Один из дружинников икону с земли поднял и, от пыли рукавом бережно обтерев, Камышу передал. Камыш на икону перекрестился, глянул раз и в суму седельную сунул. Подхватили дружинники монашка под руки и поволокли его, болезного, с дороги в лес — хоронить, да не так, как добрых христиан хоронят, а как скотину бессловесную, коя от старости либо от мора пала.
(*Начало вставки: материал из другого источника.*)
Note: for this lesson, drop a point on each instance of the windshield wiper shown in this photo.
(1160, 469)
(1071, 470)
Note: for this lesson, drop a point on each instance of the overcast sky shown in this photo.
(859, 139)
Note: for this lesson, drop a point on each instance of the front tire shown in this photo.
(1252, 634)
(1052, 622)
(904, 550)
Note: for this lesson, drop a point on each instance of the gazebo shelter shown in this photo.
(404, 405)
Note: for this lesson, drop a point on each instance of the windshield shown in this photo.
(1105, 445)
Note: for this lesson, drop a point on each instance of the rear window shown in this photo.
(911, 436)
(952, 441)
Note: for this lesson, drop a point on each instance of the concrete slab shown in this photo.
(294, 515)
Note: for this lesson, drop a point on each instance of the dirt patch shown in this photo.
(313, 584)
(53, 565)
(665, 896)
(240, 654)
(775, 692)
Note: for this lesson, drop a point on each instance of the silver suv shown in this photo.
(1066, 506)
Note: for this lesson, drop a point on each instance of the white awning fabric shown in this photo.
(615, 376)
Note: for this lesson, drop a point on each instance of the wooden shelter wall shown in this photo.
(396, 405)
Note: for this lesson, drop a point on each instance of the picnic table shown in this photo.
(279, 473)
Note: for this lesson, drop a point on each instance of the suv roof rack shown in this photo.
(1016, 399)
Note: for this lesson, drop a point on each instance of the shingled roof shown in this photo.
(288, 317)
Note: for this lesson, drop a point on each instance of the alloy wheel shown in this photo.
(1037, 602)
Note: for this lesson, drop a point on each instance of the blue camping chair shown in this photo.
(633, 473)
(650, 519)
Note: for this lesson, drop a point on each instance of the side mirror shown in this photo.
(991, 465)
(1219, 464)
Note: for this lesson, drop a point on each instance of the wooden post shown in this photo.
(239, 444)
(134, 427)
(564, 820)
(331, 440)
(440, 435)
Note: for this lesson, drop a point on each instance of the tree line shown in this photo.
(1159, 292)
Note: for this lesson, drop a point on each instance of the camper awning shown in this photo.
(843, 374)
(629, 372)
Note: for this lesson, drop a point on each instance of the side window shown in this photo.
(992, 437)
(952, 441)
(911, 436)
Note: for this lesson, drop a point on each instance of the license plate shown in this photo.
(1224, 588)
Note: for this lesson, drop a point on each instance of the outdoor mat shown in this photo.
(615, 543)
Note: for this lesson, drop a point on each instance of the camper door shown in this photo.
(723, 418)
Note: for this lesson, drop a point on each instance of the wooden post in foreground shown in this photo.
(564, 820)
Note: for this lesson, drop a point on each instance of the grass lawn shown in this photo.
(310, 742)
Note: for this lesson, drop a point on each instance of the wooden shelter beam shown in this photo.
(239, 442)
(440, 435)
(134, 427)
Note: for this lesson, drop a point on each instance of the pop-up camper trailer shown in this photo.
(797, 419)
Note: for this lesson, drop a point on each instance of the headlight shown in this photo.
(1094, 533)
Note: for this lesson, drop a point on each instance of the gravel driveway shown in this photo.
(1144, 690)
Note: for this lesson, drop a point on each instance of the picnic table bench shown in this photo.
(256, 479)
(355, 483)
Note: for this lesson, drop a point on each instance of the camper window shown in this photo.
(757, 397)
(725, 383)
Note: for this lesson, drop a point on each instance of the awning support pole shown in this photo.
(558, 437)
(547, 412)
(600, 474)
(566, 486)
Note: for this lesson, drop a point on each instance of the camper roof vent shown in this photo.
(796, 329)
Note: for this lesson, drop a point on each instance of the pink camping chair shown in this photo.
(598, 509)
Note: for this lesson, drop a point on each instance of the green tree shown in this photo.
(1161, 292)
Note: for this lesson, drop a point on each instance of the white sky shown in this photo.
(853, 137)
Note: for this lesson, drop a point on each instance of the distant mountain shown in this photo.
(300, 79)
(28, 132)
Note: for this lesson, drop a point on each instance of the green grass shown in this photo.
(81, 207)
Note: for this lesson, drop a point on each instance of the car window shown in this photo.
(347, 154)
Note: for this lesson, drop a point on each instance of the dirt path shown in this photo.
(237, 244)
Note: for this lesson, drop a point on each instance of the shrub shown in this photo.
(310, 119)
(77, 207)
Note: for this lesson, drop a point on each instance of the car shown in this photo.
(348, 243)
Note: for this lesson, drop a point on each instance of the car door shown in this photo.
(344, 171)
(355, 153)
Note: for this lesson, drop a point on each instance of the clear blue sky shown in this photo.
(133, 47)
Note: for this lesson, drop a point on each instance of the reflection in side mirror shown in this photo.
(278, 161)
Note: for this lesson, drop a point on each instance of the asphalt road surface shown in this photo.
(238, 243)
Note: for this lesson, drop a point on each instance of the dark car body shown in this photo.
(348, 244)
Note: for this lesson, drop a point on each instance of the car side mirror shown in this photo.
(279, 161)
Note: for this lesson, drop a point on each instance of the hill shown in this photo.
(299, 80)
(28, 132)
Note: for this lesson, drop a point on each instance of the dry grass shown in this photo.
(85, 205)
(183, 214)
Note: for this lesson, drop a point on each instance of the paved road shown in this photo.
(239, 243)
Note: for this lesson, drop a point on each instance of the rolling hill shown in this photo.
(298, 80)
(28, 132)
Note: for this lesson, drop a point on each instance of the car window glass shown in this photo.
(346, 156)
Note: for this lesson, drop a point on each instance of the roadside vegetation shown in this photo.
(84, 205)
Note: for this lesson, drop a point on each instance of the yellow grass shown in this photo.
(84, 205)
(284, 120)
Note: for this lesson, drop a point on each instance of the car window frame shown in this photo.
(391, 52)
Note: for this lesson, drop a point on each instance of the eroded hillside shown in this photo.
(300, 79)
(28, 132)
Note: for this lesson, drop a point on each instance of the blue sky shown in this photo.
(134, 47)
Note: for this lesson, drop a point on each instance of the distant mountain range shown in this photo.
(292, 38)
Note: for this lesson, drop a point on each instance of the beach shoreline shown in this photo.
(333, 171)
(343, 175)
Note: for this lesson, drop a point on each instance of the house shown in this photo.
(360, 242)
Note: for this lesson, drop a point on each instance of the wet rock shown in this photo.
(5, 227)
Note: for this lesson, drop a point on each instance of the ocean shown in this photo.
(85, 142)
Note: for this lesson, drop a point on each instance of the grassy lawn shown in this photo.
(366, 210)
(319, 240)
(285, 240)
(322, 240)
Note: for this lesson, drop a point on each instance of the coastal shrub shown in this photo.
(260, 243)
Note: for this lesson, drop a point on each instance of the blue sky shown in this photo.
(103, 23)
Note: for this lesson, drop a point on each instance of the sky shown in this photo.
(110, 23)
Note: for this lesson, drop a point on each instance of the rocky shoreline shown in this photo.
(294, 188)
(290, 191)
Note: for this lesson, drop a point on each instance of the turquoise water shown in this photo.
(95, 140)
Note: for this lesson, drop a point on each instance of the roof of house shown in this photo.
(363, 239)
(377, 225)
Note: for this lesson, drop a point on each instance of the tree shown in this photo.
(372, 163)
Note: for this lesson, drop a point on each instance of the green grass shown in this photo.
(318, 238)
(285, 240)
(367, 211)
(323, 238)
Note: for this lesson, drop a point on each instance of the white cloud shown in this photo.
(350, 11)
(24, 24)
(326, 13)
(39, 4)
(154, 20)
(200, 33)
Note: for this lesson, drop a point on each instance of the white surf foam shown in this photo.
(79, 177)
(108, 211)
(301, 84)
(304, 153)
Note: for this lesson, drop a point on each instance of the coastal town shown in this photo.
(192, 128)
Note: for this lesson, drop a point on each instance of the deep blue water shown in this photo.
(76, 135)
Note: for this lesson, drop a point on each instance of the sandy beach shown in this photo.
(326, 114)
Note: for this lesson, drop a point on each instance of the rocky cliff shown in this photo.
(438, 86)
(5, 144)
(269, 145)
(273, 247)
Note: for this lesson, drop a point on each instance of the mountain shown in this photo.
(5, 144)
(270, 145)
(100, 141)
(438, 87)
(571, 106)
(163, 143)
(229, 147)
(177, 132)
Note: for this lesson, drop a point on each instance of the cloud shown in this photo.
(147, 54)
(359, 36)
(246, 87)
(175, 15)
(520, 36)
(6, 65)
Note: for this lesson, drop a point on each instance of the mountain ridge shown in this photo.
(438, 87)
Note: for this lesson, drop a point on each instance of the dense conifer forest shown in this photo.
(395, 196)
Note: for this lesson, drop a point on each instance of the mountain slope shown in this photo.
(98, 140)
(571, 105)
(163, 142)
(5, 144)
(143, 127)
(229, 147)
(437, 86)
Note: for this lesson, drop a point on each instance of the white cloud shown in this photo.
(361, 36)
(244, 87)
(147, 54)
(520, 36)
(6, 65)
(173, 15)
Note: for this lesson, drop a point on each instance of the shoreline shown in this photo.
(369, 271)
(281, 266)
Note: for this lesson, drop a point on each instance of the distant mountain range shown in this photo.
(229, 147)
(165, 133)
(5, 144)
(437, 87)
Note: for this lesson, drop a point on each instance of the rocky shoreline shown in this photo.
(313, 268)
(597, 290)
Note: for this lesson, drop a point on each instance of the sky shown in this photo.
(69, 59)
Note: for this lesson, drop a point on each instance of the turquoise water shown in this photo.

А Камыш призадумался. Он-то, конечно, слыхал про чудо, кое Господь под Коломной явил. И про монашка слыхал, и про святую чудотворную икону, которая вражье войско вспять поворотила. Сразу-то, сгоряча, конечно, не сообразил, да и мало ли на свете монахов да послушников! А теперь, поостыв да на икону глянув, соображать начал: не иначе тот самый это монашек, про коего люди сказывали. Боярин-то, Гаврила Алексеевич, во хмелю всё больше про свои ратные подвиги кричал; по его выходило, что, кабы не он, Москва б уже ясным пламенем горела и ханский пыльный сапог у князей да бояр на загривке твёрдо стоял. Да только в ополчение он не один ходил, а с дружиной, вот дружинники-то, с поля брани воротившись, и обсказали, как всё на самом деле было.
Было о чём призадуматься. По всему выходило, что он, Василий Антипов сын, только что вгорячах взял на душу великий грех: своею рукой спасителя земли Русской, Господом избранного, насмерть погубил.
И, видно, мысль эта не ему одному в голову пришла. Дружинник, что ближе всех стоял, бороду почесал и говорит:
— Что-то мне, Василий Антипыч, томно. Не тот ли сие монашек, не та ль икона, коей татарва под Коломной убоялась?
— Думай, что говоришь, дурья башка! — напустился на него Камыш. — Много ль ты святости в этом тате бессловесном углядел? Что ж, по-твоему, святой Георгий от татарской стрелы его уберёг, а от моего кнута уберечь не сумел? Да разуй ты глаза-то, погляди, откель он идёт! Не от Москвы — в Москву!
— И то верно, — помыслив, согласился дружинник.
— Верно, а то как же, — Камыш ему говорит. — Из Свято-Тихонова бредёт, больше неоткуда. Прослышал, по всему, что под Коломной-то было, образ из монастырского храма уворовал и на Москву подался — подаяния просить да народ небылицами смущать. Помяни моё слово, нынче там таких чудотворцев тьма-тьмущая появится.
— И верно, — опять согласился тугой умом дружинник.
Верно-то верно, а только сомнение у Камыша всё же осталось. За то время, что боярин Долгопятый в своём терему бражничал, победу празднуя, лёгкий на ногу человек запросто мог от Коломны до Свято-Тихоновой пустыни добежать и назад воротиться. Однако что ж теперь — самому в монастырь идти, грехи замаливать? Тем более что Господь его тут же на месте за душегубство не покарал, а значит, греха никакого не было, а было всё так, как Камыш сию минуту дружиннику сказывал: монашек убитый — никакой не монашек, а тать, прохиндей и святотатец, возжелавший обманом возвыситься и славу чудотворца присвоить.